Als 1450 die Buchdruckerkunst aufkam, waren Caterinas Werke und Raimunds Legenda Maior bereits so bekannt und allseits verbreitet, daß sie zu den ersten und beliebtesten Druckerzeugnissen gehörten. Heute gibt es längst Übersetzungen in alle großen Weltsprachen. Was in unserer Zeit noch fehlte, war eine vollständige deutsche Ausgabe. Diese Lücke sollte mit der vorliegenden Veröffentlichung geschlossen werden. Daß dies inzwischen (fast zeitgleich) durch Jörg Jungmayr geschehen ist, zeigt das wieder aufkommende Interesse an diesem Werk.

Die Heiligen sind nicht Erinnerungen an eine vergangene Geschichte, sondern authentische Zeugen für die stets wirksame Gnade Gottes. Wenn Caterina bereits einmal die innerkirchliche Reform nachhaltig unterstützt hat, so könnte das Kennenlernen ihrer Werke und ihres beispielhaften Lebens auch ein Impuls für die Gegenwart sein. Die Ernennung Caterinas zur Kirchenlehrerin und ihre Erhebung zur Patronin Europas durch das oberste Lehramt der Kirche weisen in diese Richtung.

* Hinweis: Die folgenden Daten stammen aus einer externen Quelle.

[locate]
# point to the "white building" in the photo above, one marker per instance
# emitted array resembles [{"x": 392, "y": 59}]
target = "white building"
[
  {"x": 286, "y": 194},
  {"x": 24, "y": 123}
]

Papst Johannes Paul II. schrieb diesbezüglich: „Das Leben der heiligen Caterina hat sich für ihr Vaterland und die Kirche deshalb so wunderbar wirksam und fruchtbar erwiesen, weil sie dem Antrieb des Heiligen Geistes gegenüber fügsam war und vom Lehramt der Kirche geführt wurde. Dieses Beispiel möge in sehr vielen Seelen eine lebendige Bewunderung hervorrufen und auch die Sehnsucht erwecken, sie in ihren heroischen Tugenden nachzuahmen."